While Canara Robecco Equity is opportunistic, Quantum Long-term Equity has a cost advantage

Which fund is better between Canara Robecco Equity and Quantum Long-term Equity? I would also like your opinion on IDFC Premier Equity Plan A.

Answering your first question, both are good funds. But both are a little different from one another. Canara Robecco Equity Diversified has been fairly opportunistic. It has done extremely well over the past 4 years and generated nice returns, but it is not following a very well articulated principle. Compared to that, Quantum Long Term Equity has 1 per cent lower expense. That apart, it has a very well-knit portfolio of proven companies, which has so far not exceeded 25 stocks. Both funds are different and both have produced similar returns. If both do just as well over a long period of time, Quantum Long Term Equity will generate superior returns simply because it has nearly a 1 per cent cost advantage on an annual basis.

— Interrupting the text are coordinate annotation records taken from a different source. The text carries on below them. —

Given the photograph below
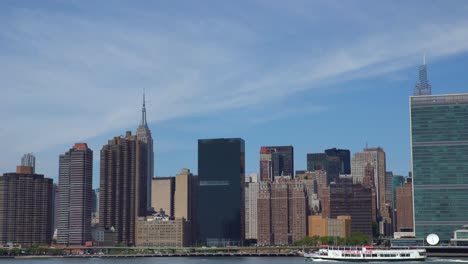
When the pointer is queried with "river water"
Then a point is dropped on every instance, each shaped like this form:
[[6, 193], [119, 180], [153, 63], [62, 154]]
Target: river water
[[198, 260]]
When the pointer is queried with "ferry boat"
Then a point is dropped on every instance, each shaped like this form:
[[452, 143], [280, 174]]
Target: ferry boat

Coming to your second question, IDFC Premier Equity Plan A had done very well till about 3 months back. But now the market decline has taken its toll on it. This fund has a very unusual portfolio, it tries to spot some theme and tries to capitalize on that. The fund was able to withstand the market decline much better till about 2 months back, but now it has crumbled to some extent. We still believe in the fund, even though it is vulnerable to mid- and small-cap stocks. If they do poorly, the fund will suffer. It can also suffer if there is a change in its fund manager leaves. These are the things to keep in mind about this fund.